Да, – он взглянул на часы и снова светло улыбнулся, – у меня как раз есть немного свободного времени. Вы знаете, да, что пранаямой нельзя заниматься, если недавно поел, если болен, и в критические дни у женщин.
Обед был полчаса назад. У меня шел второй критический день. Я улыбнулась ещё шире и кивнула, мол, знаю: через пять минут буду в беседке.
Саша кивнул. Я уже развернулась к нашему номеру, как меня окликнула мама:
– Чего от тебя этому патлатому нужно?
Я усмехнулась, хотя глаза у меня забегали, а щёки покраснели. И тут же огрызнулась.
– Мама, ну что за глупости? Это просто урок пранаямы – йога такая дыхательная.
– Смотри, не забеременей после этой своей пранаямы, – всей своей солидной фигурой недовольно покачала мама.
Я возмущенно всхрапнула. Встала на дыбы, вскинула лохматую голову и ускакала.
Александр уже занимался в беседке.
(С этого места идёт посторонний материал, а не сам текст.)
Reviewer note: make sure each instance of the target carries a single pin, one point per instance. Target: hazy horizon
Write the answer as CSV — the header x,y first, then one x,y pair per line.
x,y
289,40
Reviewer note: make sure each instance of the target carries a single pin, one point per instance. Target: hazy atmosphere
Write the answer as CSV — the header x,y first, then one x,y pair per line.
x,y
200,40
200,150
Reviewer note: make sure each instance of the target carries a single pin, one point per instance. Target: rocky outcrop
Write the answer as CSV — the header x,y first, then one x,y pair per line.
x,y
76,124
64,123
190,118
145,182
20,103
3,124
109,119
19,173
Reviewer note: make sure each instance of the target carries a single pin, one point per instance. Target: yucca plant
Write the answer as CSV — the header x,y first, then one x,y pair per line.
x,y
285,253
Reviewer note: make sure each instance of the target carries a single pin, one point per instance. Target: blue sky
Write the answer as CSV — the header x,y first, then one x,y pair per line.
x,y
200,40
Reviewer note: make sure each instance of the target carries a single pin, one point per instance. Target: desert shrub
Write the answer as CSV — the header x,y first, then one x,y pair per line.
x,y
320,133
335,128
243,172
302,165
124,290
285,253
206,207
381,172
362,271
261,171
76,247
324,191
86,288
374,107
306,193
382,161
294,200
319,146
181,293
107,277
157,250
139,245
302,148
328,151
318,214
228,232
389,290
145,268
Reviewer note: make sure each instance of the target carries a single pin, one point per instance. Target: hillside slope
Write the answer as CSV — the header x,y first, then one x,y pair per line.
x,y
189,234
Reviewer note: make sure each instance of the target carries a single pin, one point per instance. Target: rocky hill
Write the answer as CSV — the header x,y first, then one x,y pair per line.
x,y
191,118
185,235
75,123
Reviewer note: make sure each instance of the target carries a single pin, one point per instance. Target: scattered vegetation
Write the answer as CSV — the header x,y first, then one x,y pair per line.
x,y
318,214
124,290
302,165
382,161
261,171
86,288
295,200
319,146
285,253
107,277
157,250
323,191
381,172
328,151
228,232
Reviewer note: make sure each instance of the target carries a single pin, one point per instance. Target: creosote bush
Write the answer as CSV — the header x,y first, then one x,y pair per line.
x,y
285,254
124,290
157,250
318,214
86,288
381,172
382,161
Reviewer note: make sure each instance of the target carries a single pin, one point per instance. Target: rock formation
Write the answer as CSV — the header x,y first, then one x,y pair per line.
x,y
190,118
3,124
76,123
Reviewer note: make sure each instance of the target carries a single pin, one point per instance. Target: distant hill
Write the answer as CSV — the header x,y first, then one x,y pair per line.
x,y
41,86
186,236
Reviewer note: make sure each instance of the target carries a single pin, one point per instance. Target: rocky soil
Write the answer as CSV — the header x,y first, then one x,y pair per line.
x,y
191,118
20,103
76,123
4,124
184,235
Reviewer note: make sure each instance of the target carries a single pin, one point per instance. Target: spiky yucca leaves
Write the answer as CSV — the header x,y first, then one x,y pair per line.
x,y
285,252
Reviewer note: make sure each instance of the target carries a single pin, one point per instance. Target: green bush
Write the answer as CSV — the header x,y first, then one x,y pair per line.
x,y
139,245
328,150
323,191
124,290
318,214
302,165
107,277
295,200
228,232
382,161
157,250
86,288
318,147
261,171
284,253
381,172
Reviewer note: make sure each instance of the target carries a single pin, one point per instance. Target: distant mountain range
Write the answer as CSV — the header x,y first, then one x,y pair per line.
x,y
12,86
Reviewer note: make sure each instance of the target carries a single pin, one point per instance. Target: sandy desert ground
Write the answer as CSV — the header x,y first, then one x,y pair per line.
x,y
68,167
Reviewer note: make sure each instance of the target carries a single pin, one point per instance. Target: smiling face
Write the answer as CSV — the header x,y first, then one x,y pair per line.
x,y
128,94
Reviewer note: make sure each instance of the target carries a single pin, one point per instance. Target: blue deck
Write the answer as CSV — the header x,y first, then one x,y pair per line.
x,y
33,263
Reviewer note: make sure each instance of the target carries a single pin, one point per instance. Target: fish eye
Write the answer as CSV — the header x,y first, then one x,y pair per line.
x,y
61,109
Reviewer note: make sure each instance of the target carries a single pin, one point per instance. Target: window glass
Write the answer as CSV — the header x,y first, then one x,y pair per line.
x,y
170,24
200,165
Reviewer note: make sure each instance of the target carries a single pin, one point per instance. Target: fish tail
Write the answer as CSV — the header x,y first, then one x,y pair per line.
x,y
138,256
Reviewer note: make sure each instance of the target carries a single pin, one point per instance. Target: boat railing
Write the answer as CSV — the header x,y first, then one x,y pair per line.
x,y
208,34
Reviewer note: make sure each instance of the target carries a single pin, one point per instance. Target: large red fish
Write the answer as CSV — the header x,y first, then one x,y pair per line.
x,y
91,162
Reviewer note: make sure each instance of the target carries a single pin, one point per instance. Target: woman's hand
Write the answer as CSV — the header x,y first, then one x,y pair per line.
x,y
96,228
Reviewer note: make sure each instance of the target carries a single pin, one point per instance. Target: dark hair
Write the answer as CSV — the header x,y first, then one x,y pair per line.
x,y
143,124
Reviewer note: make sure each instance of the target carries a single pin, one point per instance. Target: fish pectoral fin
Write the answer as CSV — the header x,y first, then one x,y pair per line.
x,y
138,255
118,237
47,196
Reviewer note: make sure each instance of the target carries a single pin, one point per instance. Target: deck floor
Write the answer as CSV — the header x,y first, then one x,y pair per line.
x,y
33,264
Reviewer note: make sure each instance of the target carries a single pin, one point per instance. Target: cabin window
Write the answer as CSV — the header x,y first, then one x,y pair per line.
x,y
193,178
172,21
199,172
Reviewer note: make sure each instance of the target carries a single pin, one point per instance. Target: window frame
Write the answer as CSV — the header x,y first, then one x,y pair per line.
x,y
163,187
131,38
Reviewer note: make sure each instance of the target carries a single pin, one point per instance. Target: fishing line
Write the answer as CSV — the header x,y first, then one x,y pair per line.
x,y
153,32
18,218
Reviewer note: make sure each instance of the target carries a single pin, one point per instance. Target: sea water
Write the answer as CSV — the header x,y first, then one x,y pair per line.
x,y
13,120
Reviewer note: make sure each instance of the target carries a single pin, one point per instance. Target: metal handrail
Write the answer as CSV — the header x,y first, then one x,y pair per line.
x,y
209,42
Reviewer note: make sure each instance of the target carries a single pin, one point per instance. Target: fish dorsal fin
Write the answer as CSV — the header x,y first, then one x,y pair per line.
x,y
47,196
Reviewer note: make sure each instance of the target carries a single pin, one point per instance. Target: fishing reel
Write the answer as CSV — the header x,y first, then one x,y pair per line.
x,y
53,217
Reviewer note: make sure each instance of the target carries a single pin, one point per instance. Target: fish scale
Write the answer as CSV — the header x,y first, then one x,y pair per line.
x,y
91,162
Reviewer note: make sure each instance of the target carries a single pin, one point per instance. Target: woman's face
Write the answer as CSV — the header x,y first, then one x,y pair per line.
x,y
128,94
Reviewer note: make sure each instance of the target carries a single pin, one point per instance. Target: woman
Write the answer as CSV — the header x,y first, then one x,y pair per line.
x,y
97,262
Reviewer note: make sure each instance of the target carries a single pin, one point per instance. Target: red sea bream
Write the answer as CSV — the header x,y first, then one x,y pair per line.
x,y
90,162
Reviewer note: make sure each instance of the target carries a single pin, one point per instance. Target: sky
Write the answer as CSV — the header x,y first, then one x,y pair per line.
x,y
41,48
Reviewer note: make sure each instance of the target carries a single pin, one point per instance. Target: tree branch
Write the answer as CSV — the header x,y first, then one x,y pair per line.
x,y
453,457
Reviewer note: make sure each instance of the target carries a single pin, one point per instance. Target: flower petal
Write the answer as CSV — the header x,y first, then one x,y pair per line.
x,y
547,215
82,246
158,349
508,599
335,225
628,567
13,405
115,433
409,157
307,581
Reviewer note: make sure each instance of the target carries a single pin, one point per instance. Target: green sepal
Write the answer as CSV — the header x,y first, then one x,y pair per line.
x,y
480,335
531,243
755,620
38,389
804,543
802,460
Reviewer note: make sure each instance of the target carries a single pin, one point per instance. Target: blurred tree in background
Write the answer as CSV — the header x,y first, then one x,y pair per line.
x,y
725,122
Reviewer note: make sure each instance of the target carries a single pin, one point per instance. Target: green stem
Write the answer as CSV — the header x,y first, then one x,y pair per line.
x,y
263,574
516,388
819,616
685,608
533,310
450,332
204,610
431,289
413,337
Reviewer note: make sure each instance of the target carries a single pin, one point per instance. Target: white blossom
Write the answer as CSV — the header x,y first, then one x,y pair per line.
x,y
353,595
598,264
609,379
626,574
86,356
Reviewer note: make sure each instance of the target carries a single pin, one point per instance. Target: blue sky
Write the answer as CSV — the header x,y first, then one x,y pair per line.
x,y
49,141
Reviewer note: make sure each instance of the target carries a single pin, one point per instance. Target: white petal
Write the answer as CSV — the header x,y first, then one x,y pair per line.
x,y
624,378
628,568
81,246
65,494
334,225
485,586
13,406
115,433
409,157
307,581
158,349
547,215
Увидев меня, он выпрямился, окинул мои порозовевшие щеки добрым взглядом сквозь прищуренные ресницы. Улыбнулся. Удивительная у него улыбка, светлая, спокойная.
Он начал показывать и объяснять. Очень методично. Первое – восстановительное дыхание. Просто дышим и наблюдаем за своим дыханием, движением рук помогаем расшириться грудной клетке. Так же дышат, когда готовятся нырнуть.
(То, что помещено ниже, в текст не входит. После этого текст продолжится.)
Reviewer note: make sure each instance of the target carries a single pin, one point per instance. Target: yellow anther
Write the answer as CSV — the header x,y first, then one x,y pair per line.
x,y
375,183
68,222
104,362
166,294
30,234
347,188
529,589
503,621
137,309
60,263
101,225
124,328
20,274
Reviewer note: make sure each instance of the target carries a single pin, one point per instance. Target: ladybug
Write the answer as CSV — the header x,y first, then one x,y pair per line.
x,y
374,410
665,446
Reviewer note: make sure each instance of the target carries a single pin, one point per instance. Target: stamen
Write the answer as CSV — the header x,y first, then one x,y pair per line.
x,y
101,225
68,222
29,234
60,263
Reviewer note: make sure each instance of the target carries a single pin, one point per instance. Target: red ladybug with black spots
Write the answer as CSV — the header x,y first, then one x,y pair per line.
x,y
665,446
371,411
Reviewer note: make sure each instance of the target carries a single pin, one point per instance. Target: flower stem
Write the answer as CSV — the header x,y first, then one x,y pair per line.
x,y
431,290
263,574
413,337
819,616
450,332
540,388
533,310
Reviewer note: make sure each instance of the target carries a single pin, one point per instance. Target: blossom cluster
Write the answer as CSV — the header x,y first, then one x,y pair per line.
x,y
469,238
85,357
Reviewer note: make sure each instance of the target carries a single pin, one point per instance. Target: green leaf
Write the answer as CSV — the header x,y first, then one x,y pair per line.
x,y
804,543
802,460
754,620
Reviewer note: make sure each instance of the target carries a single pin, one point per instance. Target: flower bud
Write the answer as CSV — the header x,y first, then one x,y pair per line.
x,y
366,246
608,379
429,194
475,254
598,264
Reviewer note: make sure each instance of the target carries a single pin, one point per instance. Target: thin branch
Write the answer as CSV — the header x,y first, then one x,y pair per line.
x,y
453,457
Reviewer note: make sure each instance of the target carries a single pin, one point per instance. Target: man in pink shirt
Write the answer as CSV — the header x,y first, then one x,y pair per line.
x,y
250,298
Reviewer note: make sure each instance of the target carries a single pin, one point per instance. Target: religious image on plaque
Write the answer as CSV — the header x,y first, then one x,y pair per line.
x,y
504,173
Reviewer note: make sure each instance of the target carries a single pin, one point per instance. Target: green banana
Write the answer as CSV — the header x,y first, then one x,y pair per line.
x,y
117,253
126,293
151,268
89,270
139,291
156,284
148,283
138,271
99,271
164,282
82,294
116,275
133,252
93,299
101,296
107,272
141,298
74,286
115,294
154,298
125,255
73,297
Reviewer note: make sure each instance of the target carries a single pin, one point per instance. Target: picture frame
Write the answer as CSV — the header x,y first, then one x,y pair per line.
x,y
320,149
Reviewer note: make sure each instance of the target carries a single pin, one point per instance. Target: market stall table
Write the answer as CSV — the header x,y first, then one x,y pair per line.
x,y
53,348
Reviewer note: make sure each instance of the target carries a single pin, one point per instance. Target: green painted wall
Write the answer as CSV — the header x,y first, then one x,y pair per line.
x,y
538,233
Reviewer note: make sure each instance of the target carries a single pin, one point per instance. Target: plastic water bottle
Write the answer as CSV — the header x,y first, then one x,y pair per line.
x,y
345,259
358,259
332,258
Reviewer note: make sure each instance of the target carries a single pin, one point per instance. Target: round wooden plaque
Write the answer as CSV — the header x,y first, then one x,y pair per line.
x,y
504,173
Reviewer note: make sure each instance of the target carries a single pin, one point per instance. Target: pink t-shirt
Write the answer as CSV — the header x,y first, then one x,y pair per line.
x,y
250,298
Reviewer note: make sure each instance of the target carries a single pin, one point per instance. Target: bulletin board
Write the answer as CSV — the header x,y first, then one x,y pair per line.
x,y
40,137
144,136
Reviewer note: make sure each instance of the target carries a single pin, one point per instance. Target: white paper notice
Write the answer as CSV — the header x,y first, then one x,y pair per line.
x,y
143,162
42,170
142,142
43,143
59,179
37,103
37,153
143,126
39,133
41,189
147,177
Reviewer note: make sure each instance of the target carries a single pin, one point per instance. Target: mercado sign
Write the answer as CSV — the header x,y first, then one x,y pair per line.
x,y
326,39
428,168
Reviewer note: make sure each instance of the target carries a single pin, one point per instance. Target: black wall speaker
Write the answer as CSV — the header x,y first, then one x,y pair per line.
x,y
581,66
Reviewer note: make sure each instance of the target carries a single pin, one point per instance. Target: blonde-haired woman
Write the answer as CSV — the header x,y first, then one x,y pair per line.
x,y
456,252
Второе. Капалапхати – резкие выдохи. Чем сильнее выдох, тем больше пауза перед вдохом.
Третье. Дыхание грудной клетки с сопротивлением. И отсюда плавно переходим к полному йоговскому дыханию. Так, хорошо!
Четвертое – огнисара крийя – на задержке дыхания аплитудно втягиваем и выпячиваем живот, не забывая при этом держать расширенную грудную клетку. Если этим уже владеем, можем попробовать наули. Саша снял футболку. Его подкаченная выпуклая грудь была покрыта золотистыми волосами, и дорожка этих кудрявых светлых волос по животу уходила в штаны. Я смотрела, как быстро-быстро выпячивается и втягивается его худощавый живот, на эту дорожку волос и… Мне одновременно и хотелось провести рукой по этим волосам, груди, животу и стало неприятно, что у него растут волосы. Тело моего мужа гладкое и чистое, безволосое, а здесь есть эти волосы, и вот эта ямка на животе – это новое и непознанное мной тело, неисследованное, и потому меня так тянет открыть его, погладить, вдохнуть его запах своей «расширенной грудной клеткой». Составить свою собственную карту этого тела. Я вздохнула и отвела глаза. Подоткнула майку и попробовала добросовестно делать агнисару крийю, просто выпячивать и втягивать живот… Просто вдыхать и выдыхать….
Человек любит поэтизировать. На самом деле всё можно поэтизировать – даже ожидание автобуса на остановке, когда так записываешься, что не слышишь, как приехал и уехал твой автобус. Но все-таки мы склонны относить одни вещи к прозе, а другие – к стихам. Пранаяма для меня – это стихи и одновременно стихия, которая однажды приведет меня к дельфинам, к фридайвингу, к познанию себя через глубину. А получилось так, кстати, отчасти благодаря Косатке, вернее, её семинару по фридайвингу четыре года назад в Дахабе. Максиму было тогда четыре, Алиске шел седьмой месяц, а Ванечка ещё к нам не пришел.
Кемпинг дремал на границе Израиля и Египта. Когда произошел конфликт между израильтянами и Египтом, израильтяне покинули это место. Оставили здесь свои пятизвездочные отели и кемпинги. Мы ехали мимо заброшенных гостиниц, лакшери отелей, длинных въездов к шлагбаумам, которые теперь никто не открывал – они тянулись и тянулись, и всё покрывала тишина и вездесущий песок.
И только этот кэмпинг был обитаем. Он был обитаем, потому что, как и пустыня, оказался вне времени. Немолодая женщина, худая, с суровостью в глазах и короткой стрижкой, две собаки, три кошки с немигающими глазами, и старик-бедуин, хотя и не такой уж и старик, встречали нас там. И чем больше минут ссыпалось через песочные часы на администраторской стойке, тем больше кэмпинг проникал в моё сердце, как будто собираясь остаться неизменно и навсегда где-то на его окраине.